SymptomsJust because you have a bunion does not mean you have to have pain. There are some people with very severe bunions and no pain and people with mild bunions and a lot of pain. Symptoms for a bunion may include pain on the inside of your foot at the big toe joint. Swelling on the inside of your foot at the big toe joint. Redness on the inside of your foot at the big toe joint. Numbness or burning in the big toe (hallux). Decreased motion at the big toe joint. Painful bursa (fluid-filled sac) on the inside of your foot at the big toe joint. Pain while wearing stilettos shoes, especially shoes too narrow or with high heels. Joint pain during activities. Other conditions which may appear with bunions include corns in between the big toe and second toe. Callous formation on the side or bottom of the big toe or big toe joint. Callous under the second toe joint. Pain in the second toe joint.

Diagnosis
Bunions are readily apparent, you can see the prominence at the base of the big toe or side of the foot. However, to fully evaluate your condition, the Podiatrist may arrange for x-rays to be taken to determine the degree of the deformity and assess the changes that have occurred. Because bunions are progressive, they don't go away, and will usually get worse over time. But not all cases are alike, some bunions progress more rapidly than others. There is no clear-cut way to predict how fast a bunion will get worse. The severity of the bunion and the symptoms you have will help determine what treatment is recommended for you.

Non Surgical Treatment
Depending on how many of the causative factors are true, a series of exercises to ensure correct alignment and stability of the lower limb should be implemented.
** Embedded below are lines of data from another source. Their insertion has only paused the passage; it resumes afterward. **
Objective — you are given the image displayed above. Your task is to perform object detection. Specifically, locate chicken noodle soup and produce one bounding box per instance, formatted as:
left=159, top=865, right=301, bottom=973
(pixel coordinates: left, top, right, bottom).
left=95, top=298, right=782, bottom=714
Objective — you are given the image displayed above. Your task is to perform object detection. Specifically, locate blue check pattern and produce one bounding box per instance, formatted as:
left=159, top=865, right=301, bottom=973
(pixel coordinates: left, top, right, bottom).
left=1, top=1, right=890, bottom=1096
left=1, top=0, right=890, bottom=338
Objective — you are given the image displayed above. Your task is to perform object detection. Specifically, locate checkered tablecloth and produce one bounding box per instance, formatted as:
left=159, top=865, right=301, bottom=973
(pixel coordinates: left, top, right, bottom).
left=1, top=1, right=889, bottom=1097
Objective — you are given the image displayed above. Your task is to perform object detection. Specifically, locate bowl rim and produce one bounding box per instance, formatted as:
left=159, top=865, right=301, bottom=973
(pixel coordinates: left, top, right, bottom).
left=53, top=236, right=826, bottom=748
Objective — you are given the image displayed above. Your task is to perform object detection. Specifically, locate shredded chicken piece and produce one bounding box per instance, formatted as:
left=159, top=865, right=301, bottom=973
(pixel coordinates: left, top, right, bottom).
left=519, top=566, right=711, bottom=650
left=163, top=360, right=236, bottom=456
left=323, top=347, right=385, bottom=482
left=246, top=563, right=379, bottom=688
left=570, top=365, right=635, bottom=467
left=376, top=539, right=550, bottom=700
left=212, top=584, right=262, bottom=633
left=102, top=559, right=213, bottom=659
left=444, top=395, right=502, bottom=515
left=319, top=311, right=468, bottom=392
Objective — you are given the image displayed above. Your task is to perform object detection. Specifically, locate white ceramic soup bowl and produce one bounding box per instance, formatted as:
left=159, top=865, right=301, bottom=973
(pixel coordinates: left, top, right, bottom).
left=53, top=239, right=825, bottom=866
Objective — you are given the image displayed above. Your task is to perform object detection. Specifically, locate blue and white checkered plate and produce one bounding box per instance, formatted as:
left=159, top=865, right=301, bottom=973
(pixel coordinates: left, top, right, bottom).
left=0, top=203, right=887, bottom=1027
Supportive foot wear with correct width and arch support can provide relief -shoes such as ballet flats, thongs (flip flops) and Ugg boots (or slippers) should be avoided. Mobilization of the mid foot to help re-align the toe correctly, and then taping and padding in the shoe to keep the toe in alignment. Taping to help draw the 1st metatarsal back in towards the second and correct any rotation and drop of the 1st metatarsal. Foam padding shaped like a donut to off load the pressure on the outside of the big toe.
Bunions

Surgical Treatment
There are many different procedures that have been described to correct bunions. The type of operation your foot surgeon recommends to correct your bunion should be dictated by the severity of your bunion deformity and the surgeon?s preference. There are well over 100 different bunion correction procedures described in the orthopaedic literature. However, the broad categories of bunion correction procedures are listed below. Removal of the medial eminence. Distal metatarsal osteotomy (chevron) with great toe soft-tissue tightening (medial capsular tightening and distal soft-tissue repair). Proximal metatarsal osteotomy Ludloff, Cresentic, SCARF, medial opening wedge) with with great toe soft-tissue tightening (medial capsular tightening and distal soft-tissue repair). Lapidus hallux valgus correction (first tarsometatarsal joint fusion) with distal soft tissue procedure. Great Toe Fusion (1st MTP joint arthrodesis). Akin osteotomy (Realignment bone cut at the base of the big toe). Removal of the medial eminence with suture stabilization of the first and second metatarsals. Keller joint arthroplasty (removal of the proximal aspect of the proximal phalanx).